A favor do trabalho, ele praticamente abdicou de sua vida pessoal, já que sua rotina ficou basicamente restrita ao trabalho e à sua residência. Esta tem sido a realidade desde 1998, quando o volume de ameaças contra sua vida aumentou. Em um dos momentos, ele chegou a morar dentro do seu gabinete na comarca do município de Ponta Porã, localizado na fronteira do Brasil com o Paraguai. Porém, ao ser questionado se tanto sacrifício se justifica, a resposta é enfática: “Vale”.

“Sou juiz criminal há três décadas e sempre tive uma atuação muito forte e, segundo a delinquência, bastante rigorosa”, resume ele.
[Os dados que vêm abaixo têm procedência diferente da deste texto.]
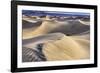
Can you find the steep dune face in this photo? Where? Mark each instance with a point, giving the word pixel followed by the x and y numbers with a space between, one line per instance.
pixel 66 49
pixel 44 28
pixel 61 40
pixel 57 46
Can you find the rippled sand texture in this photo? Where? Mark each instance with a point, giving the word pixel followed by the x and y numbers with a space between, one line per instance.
pixel 51 39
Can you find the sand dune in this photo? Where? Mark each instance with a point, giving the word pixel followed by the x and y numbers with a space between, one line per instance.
pixel 66 27
pixel 58 47
pixel 84 22
pixel 62 40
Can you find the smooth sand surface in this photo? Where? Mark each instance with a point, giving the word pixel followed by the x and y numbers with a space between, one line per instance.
pixel 58 45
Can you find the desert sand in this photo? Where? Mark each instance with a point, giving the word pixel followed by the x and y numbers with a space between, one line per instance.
pixel 62 40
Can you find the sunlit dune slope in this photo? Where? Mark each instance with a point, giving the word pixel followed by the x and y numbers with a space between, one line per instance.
pixel 66 48
pixel 52 26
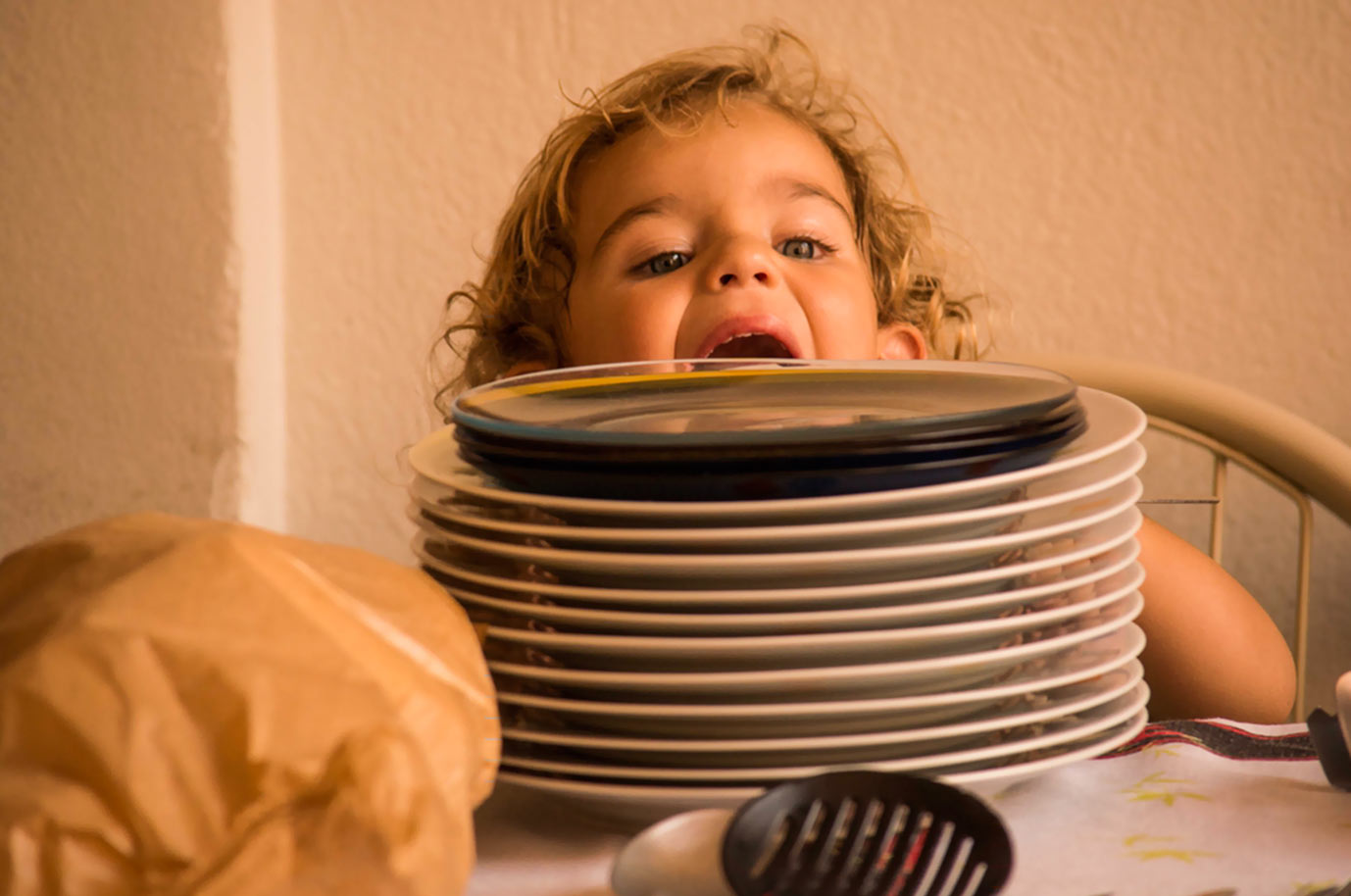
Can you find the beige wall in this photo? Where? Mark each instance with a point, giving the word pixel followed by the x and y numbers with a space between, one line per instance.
pixel 1154 180
pixel 117 310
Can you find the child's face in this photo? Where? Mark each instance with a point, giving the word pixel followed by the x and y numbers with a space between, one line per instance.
pixel 733 241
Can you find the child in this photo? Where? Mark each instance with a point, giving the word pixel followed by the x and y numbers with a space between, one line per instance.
pixel 722 203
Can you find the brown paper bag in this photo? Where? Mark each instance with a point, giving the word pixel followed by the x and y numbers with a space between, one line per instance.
pixel 195 707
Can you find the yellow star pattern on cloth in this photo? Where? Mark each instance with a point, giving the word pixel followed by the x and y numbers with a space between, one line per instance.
pixel 1154 787
pixel 1142 849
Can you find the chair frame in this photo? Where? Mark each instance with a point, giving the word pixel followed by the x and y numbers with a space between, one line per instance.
pixel 1279 448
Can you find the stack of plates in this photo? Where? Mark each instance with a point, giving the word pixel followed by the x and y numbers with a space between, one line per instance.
pixel 704 577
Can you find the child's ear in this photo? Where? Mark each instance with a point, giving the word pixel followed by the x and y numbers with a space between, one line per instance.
pixel 900 342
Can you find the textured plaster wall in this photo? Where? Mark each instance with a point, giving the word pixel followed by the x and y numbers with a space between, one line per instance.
pixel 117 336
pixel 1154 180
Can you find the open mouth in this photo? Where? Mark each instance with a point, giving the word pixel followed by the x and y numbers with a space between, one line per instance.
pixel 751 345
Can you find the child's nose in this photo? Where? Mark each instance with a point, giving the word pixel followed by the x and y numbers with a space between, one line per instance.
pixel 742 263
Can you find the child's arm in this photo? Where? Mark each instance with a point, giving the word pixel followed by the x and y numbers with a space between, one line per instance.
pixel 1212 650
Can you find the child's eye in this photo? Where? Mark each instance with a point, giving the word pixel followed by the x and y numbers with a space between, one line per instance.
pixel 665 263
pixel 803 247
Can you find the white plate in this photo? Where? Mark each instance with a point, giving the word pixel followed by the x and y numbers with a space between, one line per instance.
pixel 646 803
pixel 835 648
pixel 1112 423
pixel 1089 660
pixel 839 682
pixel 1073 580
pixel 1069 485
pixel 822 567
pixel 1033 567
pixel 1033 737
pixel 818 748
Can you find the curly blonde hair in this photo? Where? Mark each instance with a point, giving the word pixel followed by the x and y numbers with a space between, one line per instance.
pixel 515 314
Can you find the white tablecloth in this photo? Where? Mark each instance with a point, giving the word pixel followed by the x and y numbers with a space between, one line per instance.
pixel 1193 809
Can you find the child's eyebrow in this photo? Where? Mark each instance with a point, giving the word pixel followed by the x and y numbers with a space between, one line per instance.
pixel 797 188
pixel 658 206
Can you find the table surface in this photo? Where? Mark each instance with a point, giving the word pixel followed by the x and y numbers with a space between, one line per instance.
pixel 1186 809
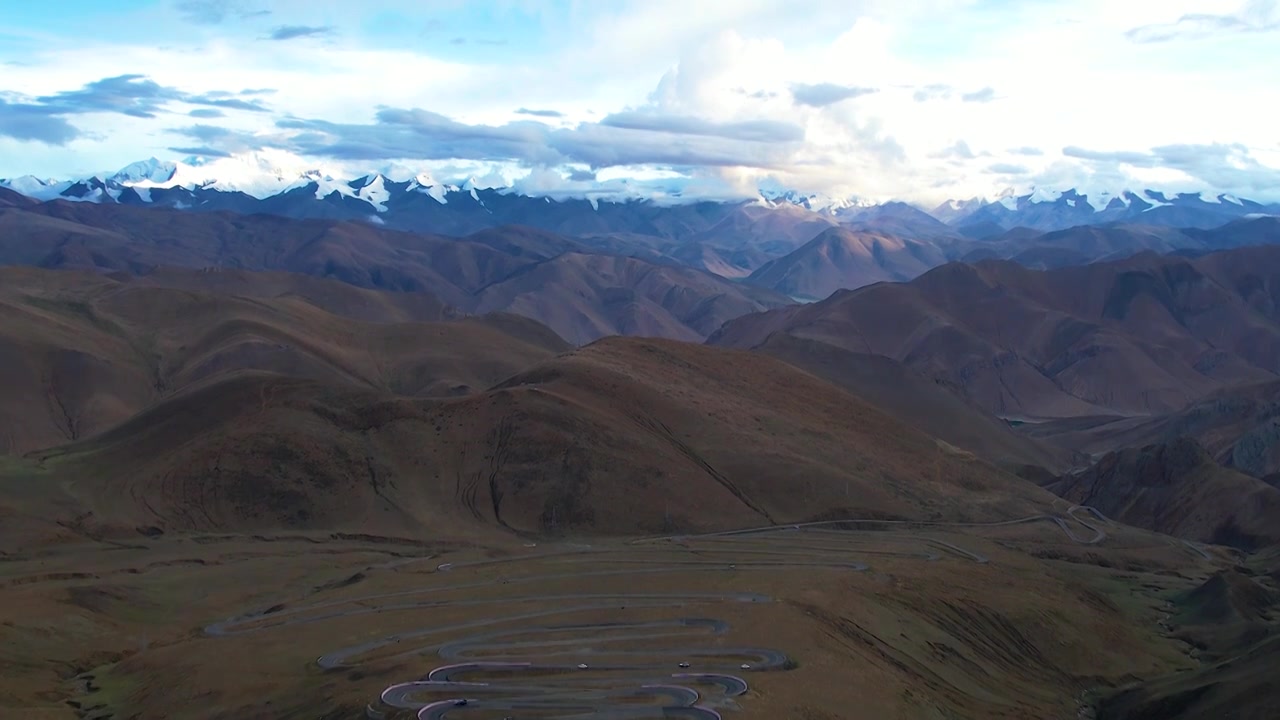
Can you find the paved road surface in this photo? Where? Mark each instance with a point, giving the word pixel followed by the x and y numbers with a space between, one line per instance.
pixel 525 654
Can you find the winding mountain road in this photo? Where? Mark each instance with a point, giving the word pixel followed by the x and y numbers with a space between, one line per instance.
pixel 568 655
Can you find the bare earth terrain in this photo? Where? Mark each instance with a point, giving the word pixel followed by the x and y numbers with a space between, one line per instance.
pixel 897 620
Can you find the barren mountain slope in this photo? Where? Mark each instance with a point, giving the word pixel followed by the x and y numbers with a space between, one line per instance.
pixel 1178 490
pixel 1138 337
pixel 83 351
pixel 624 436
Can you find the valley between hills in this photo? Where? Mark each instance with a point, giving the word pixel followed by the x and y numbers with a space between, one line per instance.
pixel 269 466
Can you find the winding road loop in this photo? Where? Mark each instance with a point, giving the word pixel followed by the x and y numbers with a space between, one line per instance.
pixel 512 650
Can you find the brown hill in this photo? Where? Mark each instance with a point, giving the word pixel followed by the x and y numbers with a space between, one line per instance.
pixel 1178 490
pixel 842 258
pixel 1138 337
pixel 82 352
pixel 624 436
pixel 1238 425
pixel 918 401
pixel 498 269
pixel 585 297
pixel 1230 620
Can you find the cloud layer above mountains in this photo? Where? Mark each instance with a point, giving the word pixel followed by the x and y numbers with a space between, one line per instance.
pixel 908 99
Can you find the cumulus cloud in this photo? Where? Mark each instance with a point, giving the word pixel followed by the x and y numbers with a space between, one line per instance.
pixel 216 12
pixel 297 32
pixel 1228 167
pixel 936 91
pixel 984 95
pixel 137 96
pixel 826 94
pixel 750 131
pixel 622 139
pixel 1257 16
pixel 539 113
pixel 27 122
pixel 959 150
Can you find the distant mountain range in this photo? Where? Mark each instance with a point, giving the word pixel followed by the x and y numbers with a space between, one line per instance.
pixel 261 183
pixel 800 246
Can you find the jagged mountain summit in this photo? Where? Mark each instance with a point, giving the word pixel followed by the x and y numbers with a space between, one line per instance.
pixel 284 185
pixel 1054 210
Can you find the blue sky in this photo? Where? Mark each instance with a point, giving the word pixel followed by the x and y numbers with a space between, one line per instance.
pixel 909 99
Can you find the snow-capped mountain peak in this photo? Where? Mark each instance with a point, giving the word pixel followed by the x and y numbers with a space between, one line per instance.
pixel 146 171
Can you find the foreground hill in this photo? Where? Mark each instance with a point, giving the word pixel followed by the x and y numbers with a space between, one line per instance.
pixel 1179 490
pixel 624 436
pixel 1143 336
pixel 580 294
pixel 82 352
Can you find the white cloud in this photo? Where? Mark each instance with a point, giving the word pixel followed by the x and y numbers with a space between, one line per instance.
pixel 913 99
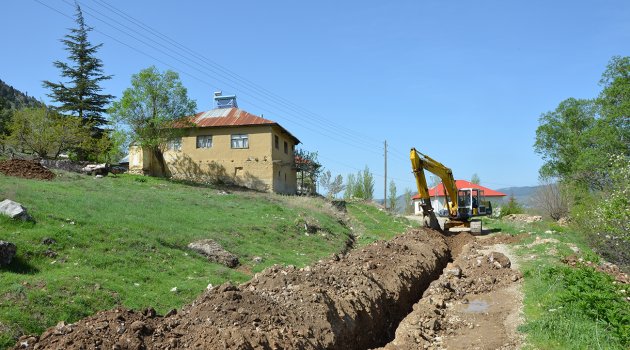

Para dar uma dimensão do seu trabalho, ele confiscou, entre 2005 e 2013, mais de cem terrenos rurais e 250 imóveis urbanos ligados ao crime organizado, em especial ao narcotráfico. Na lista, ainda estão centenas de veículos, aviões e até gado.

Porém, toda a pressão para tentar calá-lo surtiram o efeito contrário. Ao longo dessas três décadas, o juiz tornou-se um combatente feroz da criminalidade. E as críticas envolvem o Congresso Nacional, o Ministério Público, o Judiciário, as polícias e, claro, o próprio sistema prisional. É este último, projeta o magistrado, pode “falecer a qualquer momento.”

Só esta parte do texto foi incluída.